What are we teaching these children? Are we teaching them that, because they are sick or dying, they have no self worth? Are we teaching them that, because they have been forced to live with a chronic illness that they have no value in our society? When we, as parents, face roadblocks by surrendering to them are we teaching our children that our expectations of them have been lowered as a result of their diagnosis? Many children that are long term homebound are not terminal; rather their compromised immune systems or physical disabilities are so severe that they are not able to cope with attending school in a classical setting. For these children, there is every expectation that they will grow to become adults, fully capable of contributing to society. Molly, our 8 year old, she has decided that she will be the first female president; a goal that is certainly obtainable for her should she be given the tools to get there.
For our own family, we have dedicated an immense amount of energy and dug deep for the money to educate the children through homeschooling. We also realize that this is a choice that takes great dedication and energy, something many parents do not have when they spend every ounce of energy meeting all of the other requirements of caring for a child that is chronically ill. There is not a morning that I do not wake up and wish that I could just be a mother to my daughters, without the added stress of not only being a nurse to them, but also a teacher. It is very difficult for both parents and children to accept their parent in the many roles often required of a parent taking care of a child with chronic illness and the stress added to the relationship by this is disheartening.
Many serving the needs of disabled children recognize that many of these children use their intelligence as a coping mechanism to circumvent their illness or disability. A great number of disabled children are gifted in one or more academic areas, yet the focus on their disease or disability often precludes addressing their intellectual ability. It is imperative that, as a society, we recognize the potential of children facing the challenges of the requirement for a home based or hospital based education program, realizing the need to validate these children’s intellectual and creative strengths, nurturing them while accommodating the limitations of their disease or illness.

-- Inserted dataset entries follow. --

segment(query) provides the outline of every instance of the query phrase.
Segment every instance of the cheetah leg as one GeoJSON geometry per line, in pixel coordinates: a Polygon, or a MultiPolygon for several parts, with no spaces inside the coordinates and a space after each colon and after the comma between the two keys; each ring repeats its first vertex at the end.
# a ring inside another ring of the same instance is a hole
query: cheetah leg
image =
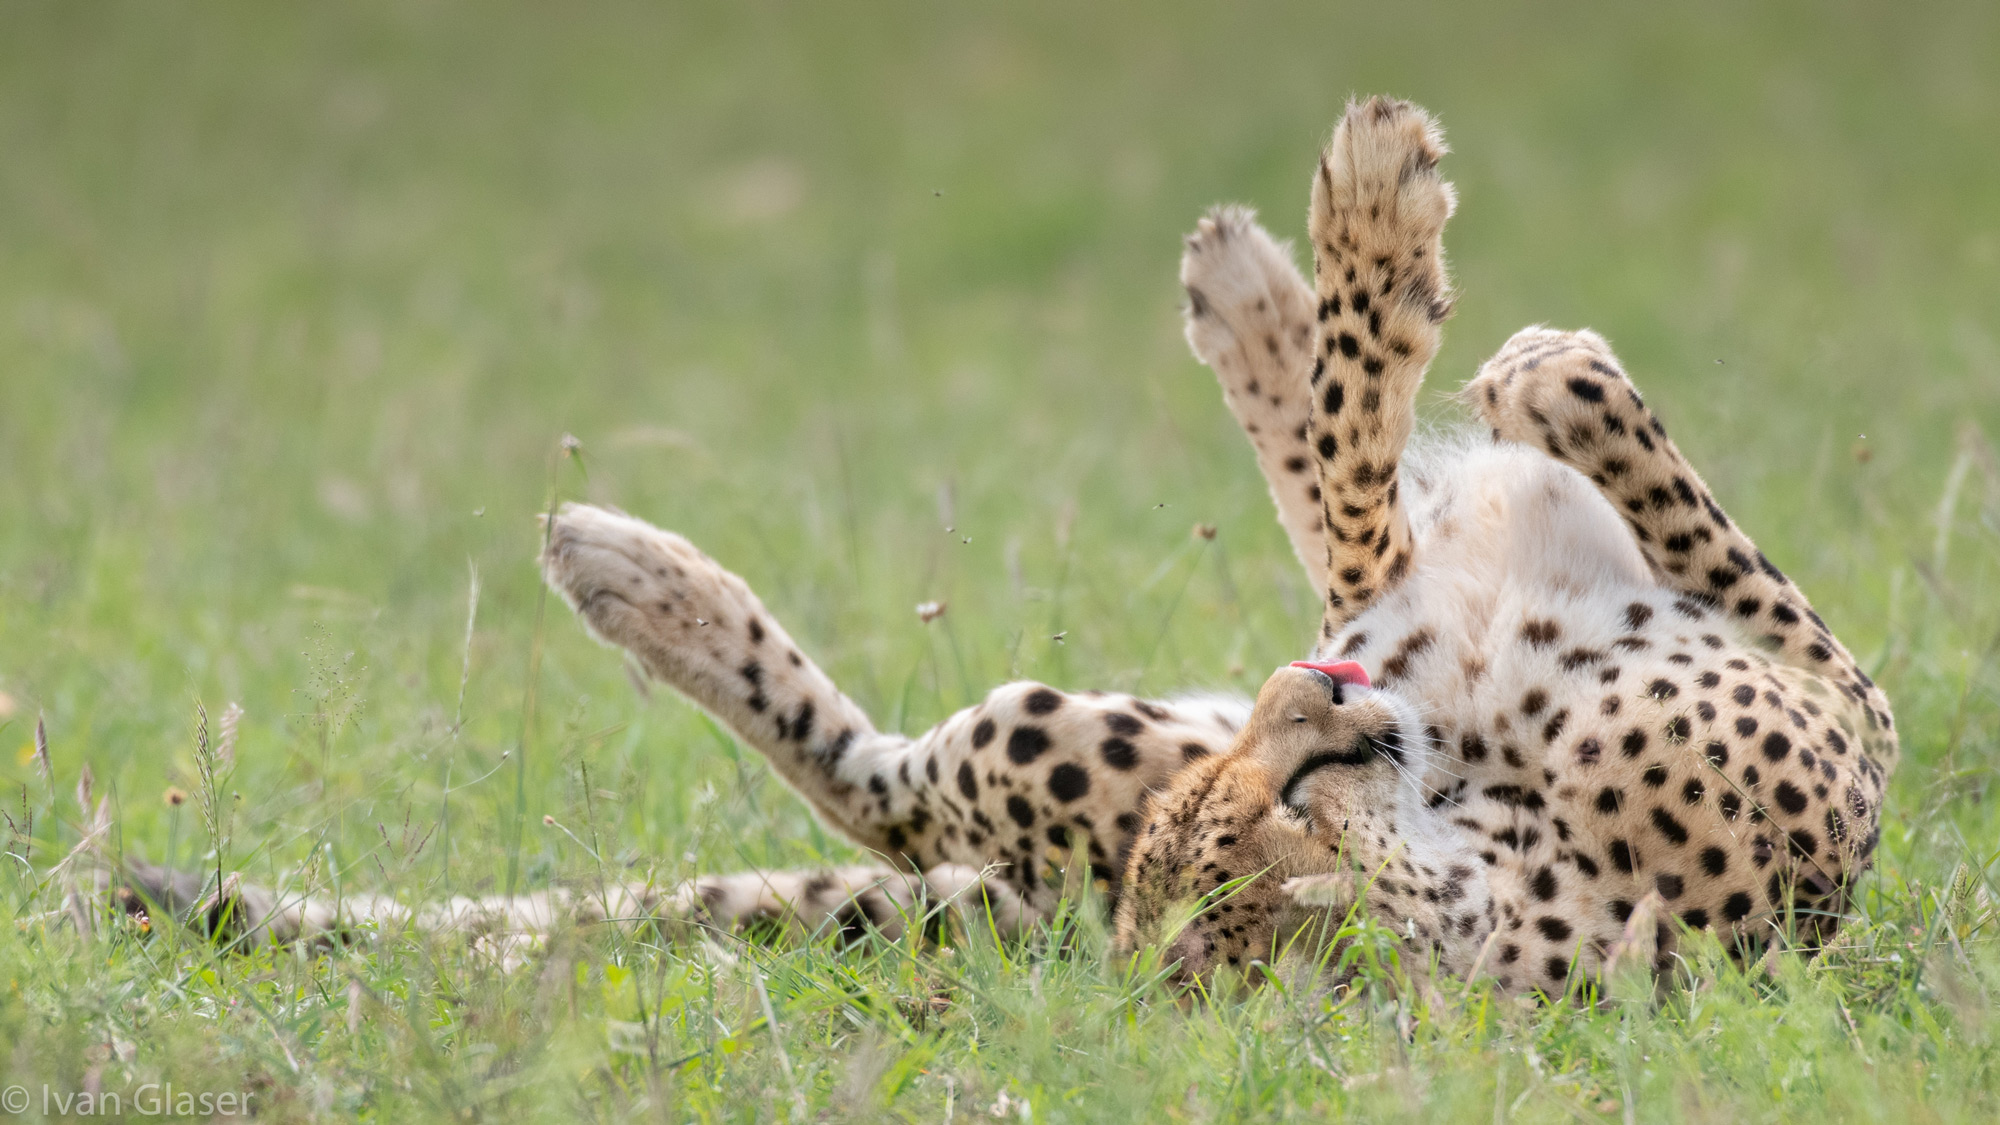
{"type": "Polygon", "coordinates": [[[1590,478],[1662,585],[1730,614],[1780,661],[1824,677],[1858,705],[1874,753],[1893,766],[1888,701],[1805,594],[1723,512],[1603,337],[1524,329],[1480,367],[1464,397],[1496,437],[1590,478]]]}
{"type": "Polygon", "coordinates": [[[1217,207],[1187,236],[1181,255],[1187,340],[1215,372],[1271,488],[1278,522],[1313,589],[1326,588],[1319,479],[1306,442],[1307,372],[1313,364],[1312,287],[1288,247],[1245,207],[1217,207]]]}
{"type": "Polygon", "coordinates": [[[1035,909],[1078,868],[1109,890],[1146,794],[1226,746],[1248,712],[1017,683],[925,734],[890,734],[678,535],[567,505],[542,568],[592,633],[727,724],[834,831],[905,871],[997,867],[1035,909]]]}
{"type": "Polygon", "coordinates": [[[1313,177],[1319,351],[1310,376],[1326,552],[1322,642],[1409,571],[1397,496],[1416,394],[1451,311],[1443,233],[1444,138],[1408,102],[1349,105],[1313,177]]]}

By looking beyond the notion that we must focus only on preserving or extending the life of our child, we integrate care of their physical needs with attention to meeting their intellectual needs helps in order to maintain self esteem, independence and provide a sense of normalcy. Nurturing success and achievement can help our children realize the importance of living with their illness, as opposed to allowing their illness to define them. By caring for these children's cognitive, social and emotional needs, children realize that the child’s success and achievement can become the focus, not their illness.
ALL children are entitled to an education. It is a BASIC human, civil right. For children that are long term homebound, this education must be complete, giving the child access to the world beyond the walls of their home as they grow physically, emotionally and intellectually.